Give it a go: curling

Demonstrating curling at the Dunedin Ice Stadium is Murray Pitts. PHOTO: STEPHEN JAQUIERY
Demonstrating curling at the Dunedin Ice Stadium is Murray Pitts. PHOTO: STEPHEN JAQUIERY
Murray Pitts was introduced to the sport of curling through watching his daughter Rachael play it.

She took it up at high school and became a New Zealand under-21 representative who competed at the junior-B world championships in Finland two years ago.

Mr Pitts decided to give curling a try himself.

He found his first attempt frustrating, because he was familiar with the theory of what he was trying to achieve, but putting it into practice was another matter.

However, he started to get a feel for it and he filled in at a doubles competition in his first season.

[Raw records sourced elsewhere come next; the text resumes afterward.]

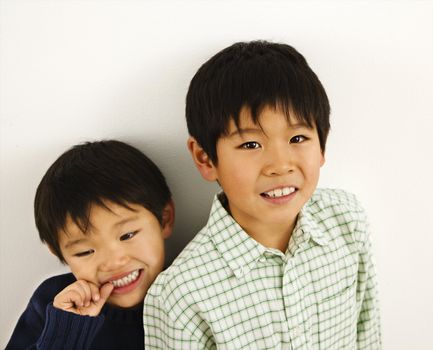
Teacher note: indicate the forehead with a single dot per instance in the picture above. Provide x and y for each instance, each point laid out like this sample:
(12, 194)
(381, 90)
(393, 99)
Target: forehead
(102, 217)
(269, 116)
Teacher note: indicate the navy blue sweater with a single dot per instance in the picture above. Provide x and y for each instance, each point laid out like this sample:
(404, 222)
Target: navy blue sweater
(42, 326)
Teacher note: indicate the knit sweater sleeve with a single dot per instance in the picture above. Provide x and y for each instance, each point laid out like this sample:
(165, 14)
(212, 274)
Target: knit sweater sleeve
(42, 326)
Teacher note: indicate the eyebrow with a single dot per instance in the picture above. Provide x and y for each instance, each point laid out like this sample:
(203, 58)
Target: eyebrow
(74, 242)
(117, 224)
(258, 130)
(126, 220)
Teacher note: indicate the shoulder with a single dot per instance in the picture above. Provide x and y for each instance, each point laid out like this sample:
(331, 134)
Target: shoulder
(339, 213)
(336, 198)
(199, 265)
(48, 289)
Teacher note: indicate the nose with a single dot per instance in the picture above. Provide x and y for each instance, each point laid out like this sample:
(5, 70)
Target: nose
(113, 259)
(279, 160)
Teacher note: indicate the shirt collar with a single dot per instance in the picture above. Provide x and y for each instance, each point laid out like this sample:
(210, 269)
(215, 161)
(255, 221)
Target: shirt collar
(307, 228)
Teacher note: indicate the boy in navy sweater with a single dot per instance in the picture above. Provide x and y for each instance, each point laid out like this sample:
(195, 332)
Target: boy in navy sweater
(104, 209)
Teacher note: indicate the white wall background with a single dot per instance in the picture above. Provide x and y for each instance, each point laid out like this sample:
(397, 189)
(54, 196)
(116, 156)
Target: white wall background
(72, 71)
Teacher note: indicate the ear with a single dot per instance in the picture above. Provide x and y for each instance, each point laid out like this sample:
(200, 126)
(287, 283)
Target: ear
(202, 161)
(322, 160)
(168, 219)
(51, 250)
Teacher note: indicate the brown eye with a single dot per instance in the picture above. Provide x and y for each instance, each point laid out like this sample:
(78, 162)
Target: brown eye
(251, 145)
(298, 139)
(128, 236)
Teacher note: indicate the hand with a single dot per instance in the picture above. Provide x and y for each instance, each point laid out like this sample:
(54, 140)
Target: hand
(83, 298)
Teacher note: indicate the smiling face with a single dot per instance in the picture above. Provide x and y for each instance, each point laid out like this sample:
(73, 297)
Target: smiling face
(268, 171)
(122, 246)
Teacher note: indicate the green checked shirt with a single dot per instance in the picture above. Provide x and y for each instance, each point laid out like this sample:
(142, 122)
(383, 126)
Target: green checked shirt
(227, 291)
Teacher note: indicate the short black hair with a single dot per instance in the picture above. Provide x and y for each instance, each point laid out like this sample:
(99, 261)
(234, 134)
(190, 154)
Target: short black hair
(89, 174)
(253, 74)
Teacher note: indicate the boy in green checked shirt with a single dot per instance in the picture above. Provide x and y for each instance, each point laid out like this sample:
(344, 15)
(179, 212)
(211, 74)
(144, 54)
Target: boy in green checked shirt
(280, 264)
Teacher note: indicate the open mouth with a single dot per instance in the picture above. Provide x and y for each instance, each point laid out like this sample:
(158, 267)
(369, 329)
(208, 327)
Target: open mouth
(279, 192)
(126, 280)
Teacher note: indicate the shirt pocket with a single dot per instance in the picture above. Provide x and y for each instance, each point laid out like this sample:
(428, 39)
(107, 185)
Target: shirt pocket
(337, 319)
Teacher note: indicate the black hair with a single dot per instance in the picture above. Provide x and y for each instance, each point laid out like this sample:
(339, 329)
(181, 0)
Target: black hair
(253, 74)
(89, 174)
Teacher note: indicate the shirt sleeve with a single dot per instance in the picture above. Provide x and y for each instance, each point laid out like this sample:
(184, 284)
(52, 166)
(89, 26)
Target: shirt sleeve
(57, 330)
(162, 331)
(368, 327)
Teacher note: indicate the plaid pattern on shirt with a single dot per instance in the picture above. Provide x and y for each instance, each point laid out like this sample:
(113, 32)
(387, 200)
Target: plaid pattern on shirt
(227, 291)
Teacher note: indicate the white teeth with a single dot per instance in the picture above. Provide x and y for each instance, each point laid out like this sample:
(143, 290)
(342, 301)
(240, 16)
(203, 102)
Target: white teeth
(121, 282)
(279, 192)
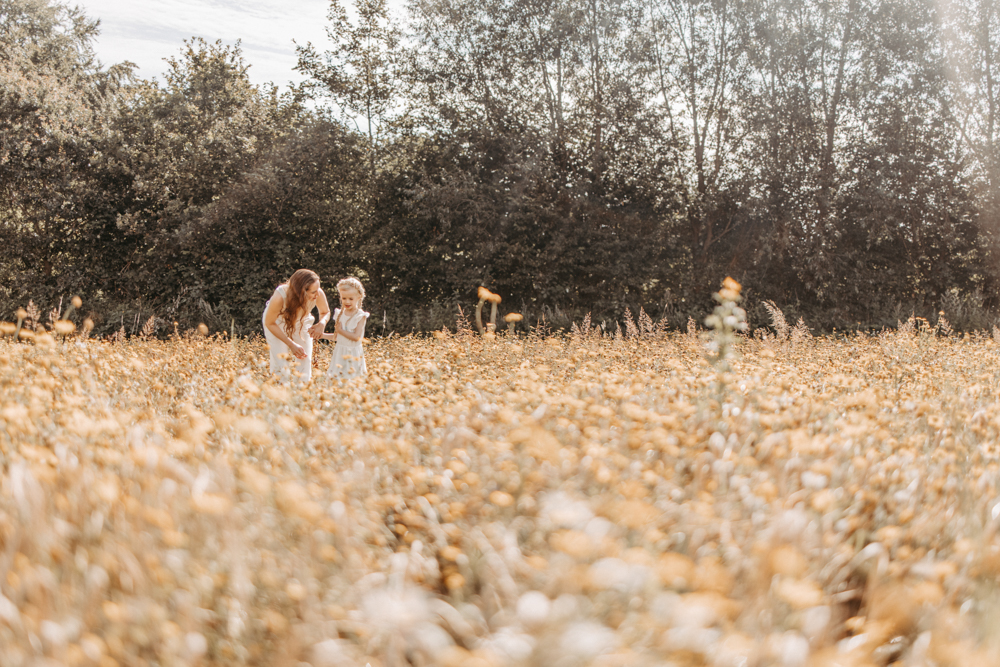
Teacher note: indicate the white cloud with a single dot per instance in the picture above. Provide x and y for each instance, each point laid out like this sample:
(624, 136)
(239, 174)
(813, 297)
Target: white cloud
(147, 31)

Mr Pitts (48) said the sport was both competitive and social and it required skill and strategy.

"You don’t master it in a season or three."

He plays hack curling, the form of the sport seen at the Winter Olympics.

A curling player releases each stone with a rotation so it curls slightly on its way to the intended target along the ice.

Team-mates sweep in front of the stone, reducing friction between it and the surface to straighten the curl and increase the stone’s travelling distance.

Mr Pitts said stones curled more as they slowed.

The other form of the sport played in Dunedin is crampit curling, which is the traditional game, originally played on ice outdoors.

Crampit curling is done from a metal platform, instead of sliding from a hack.

Curling came to New Zealand with Scottish immigrants in the 1860s. The Dunedin Curling Club was formed in 1873.

The club runs have-a-go sessions and Sport Otago organises a schools’ curling competition.